When couples decide to start a family, a clear plan needs to be in place. Factors such as how many children to have and when and where to raise a family require careful thought and consideration. The journey can be exciting, but it can also pose challenges when barriers to family planning arise. “Problems arise when sex is not resulting in conception or a healthy pregnancy and live birth,” says Phyllis Martin, an infertility counselor in Fairfax, Virginia. “When this occurs, patients have several choices depending on the problem.” Recognizing the potential barriers can help you prepare for a healthy, happy family.
Some couples may experience a barrier in family planning when it has been determined that either the male or female is unable to conceive a child. According to Martin, 40 percent of infertility is a male factor, 40 percent is a female factor and the rest is unknown. “This means it is not always or usually a female problem, but in all cases, the women must be patients, too,” says Martin. Although this barrier is disheartening for couples wanting to start a family, it opens the door for other options like hormone therapy treatment, medical procedures, and even adoption.

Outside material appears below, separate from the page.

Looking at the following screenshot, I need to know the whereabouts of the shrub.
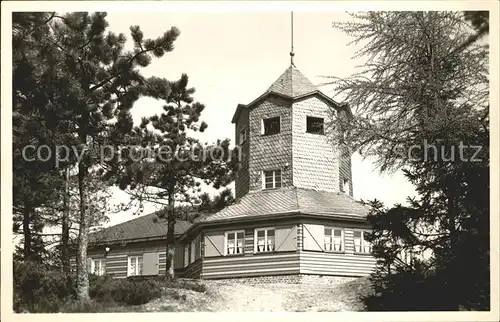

When a couple is unable to plan a family through a healthy pregnancy or live birth, medical procedures can offer opportunities but also financial barriers. “Cost is one of the biggest barriers to treatment, because insurance usually does not pay for the more invasive procedures or costly medicines,” says Martin. Hormone therapy, fertility medication and in-vitro fertilization are just a few of the procedures couples can consider if financially able.
Family planning is an important aspect of any couple’s relationship. Differences in beliefs can pose a barrier to the family’s future when couples are not in agreement. Marital disagreements, differences in religious beliefs and personal concerns about genetics can cause strife between partners when planning for the family’s future. Martin recommends couples work through differences with support groups, therapy, family planning workshops and meetings with spiritual leaders to determine a plan that works for both of you.
Coping with differences in opinion regarding family planning can lead to a difficult emotional toll. Couples facing infertility may also feel as if they're riding an emotional roller coaster. “Infertile couples frequently beat themselves up and feel like they are defective,” says Rink Murray, a physician specializing in infertility at Tennessee Reproductive Medicine. “Infertile couples also feel guilty for not enjoying other people’s pregnancy, for feeling jealous or hostile toward women who easily conceive.” Discussing your concerns and your feelings with a family therapist or couples facing the same barriers can help ease your mind and focus your efforts on options for your family’s future.